On the scrapheap at 30: are professional football clubs defying the UK’s age discrimination laws?
So there I was, happily watching one of those television shows where journalists sit around a table and talk earnestly about football when suddenly off the conversational subs’ bench leaps a real employment law issue.
The reference was made by Henry Winter (Daily Telegraph Football Correspondent), who claimed that he receives emails on a regular basis from employment lawyers in the City telling him that Premier League clubs are flouting the law by discriminating against their older players. The debate relates to an apparently blanket rule at some of the top football clubs that once a player hits the magic age of 30 he will not be given anything more than 1- year-at-a-time extensions to his contract. One person on the show asked whether it would be acceptable in any other profession to have a policy whereby employees above a certain age are blatantly treated less favourably than their younger co-workers? The general consensus amongst the group was probably not, but “this is football” (i.e. not real life), and if the policy wasn’t committed to writing then the clubs would “no doubt get away with it”.
The Equality Act 2010 is pretty clear on this stuff. A ’30 and out’ policy is a clear example of direct discrimination; treating someone less favourably because of his age. However – maybe something the “employment lawyers in the City” neglected to point out to Mr Winter – direct age discrimination is unusual in that it can potentially be justified, and so lawful. The Act states that direct age discrimination can be justified if it is “a proportionate means of achieving a legitimate aim”. Whether an employer can meet the requirements for this ‘objective justification’ test generally depends on whether the policy can be considered to be appropriate and necessary, looking at the business needs.
Applying these tests, the offending clubs might fancy their chances of defending their approach. With the exception of Manchester United’s evergreen Ryan Giggs and Everton’s Sylvain Distin, it is the conventional wisdom that when a player reaches his thirties, he will not have the ‘legs’ to play as many games in a season and that he becomes more likely to pick up a career-threatening injury or at least to take longer to recover. Given vast player salaries (see Charlie Frost’s recent blog post), it is perhaps understandable that clubs are offering shorter contracts to players over a certain age, the legitimate aim being to mitigate their exposure should that player not make it through the season in one piece. What’s more, it is not a case of the clubs simply getting rid of players once they hit 30; instead there is a proportionate approach taken by treating each case on its merits. Put simply, if the player can demonstrate that he still have enough puff to play then he will be offered a new 1 year deal.

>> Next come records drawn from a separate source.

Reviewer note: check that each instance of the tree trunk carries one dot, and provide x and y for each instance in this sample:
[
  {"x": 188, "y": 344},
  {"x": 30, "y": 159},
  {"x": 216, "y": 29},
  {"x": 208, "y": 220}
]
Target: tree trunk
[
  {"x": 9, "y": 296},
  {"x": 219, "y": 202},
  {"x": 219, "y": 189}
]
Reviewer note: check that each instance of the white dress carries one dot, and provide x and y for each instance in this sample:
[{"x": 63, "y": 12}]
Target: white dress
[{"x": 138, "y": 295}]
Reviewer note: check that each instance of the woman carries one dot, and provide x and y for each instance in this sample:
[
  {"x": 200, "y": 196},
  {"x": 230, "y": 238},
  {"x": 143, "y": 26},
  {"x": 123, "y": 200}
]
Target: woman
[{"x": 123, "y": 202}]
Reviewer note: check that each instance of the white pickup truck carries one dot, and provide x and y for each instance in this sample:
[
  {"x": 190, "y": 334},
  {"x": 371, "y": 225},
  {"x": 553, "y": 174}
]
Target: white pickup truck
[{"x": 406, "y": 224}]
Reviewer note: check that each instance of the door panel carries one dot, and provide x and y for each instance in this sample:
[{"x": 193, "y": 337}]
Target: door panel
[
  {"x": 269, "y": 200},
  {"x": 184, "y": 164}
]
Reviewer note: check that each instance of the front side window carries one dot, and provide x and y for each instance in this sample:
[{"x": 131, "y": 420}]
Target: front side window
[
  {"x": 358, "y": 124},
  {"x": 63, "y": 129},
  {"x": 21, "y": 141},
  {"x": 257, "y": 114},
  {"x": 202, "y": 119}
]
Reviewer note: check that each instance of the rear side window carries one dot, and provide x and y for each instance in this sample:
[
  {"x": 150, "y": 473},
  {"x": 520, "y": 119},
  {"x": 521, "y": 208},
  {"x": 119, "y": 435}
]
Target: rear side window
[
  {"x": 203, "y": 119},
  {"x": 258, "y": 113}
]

Compare this, however, with the supplying body for Premiership referees, Professional Game Match Officials Ltd. In 2010 the Sheffield Employment Tribunal ruled that PGMOL’s compulsory retirement from top-level matches at 48 was unlawful, as it could not justify that age either on medical/fitness grounds or by reference to common refereeing practice in other European countries. That was an absolute bar while the clubs merely impose a hurdle to be surmounted. Nonetheless, the fact remains that it is less favourable treatment and the likes of Giggs and Distin are the very reason why age-related assumptions and practices of this sort can never be said to be truly safe. Perhaps the reality (even in football) is that no terribly good reason is required not to renew a player contract at all and therefore that it would indeed take a brave player offered a 1-year deal to take legal action about not getting 3.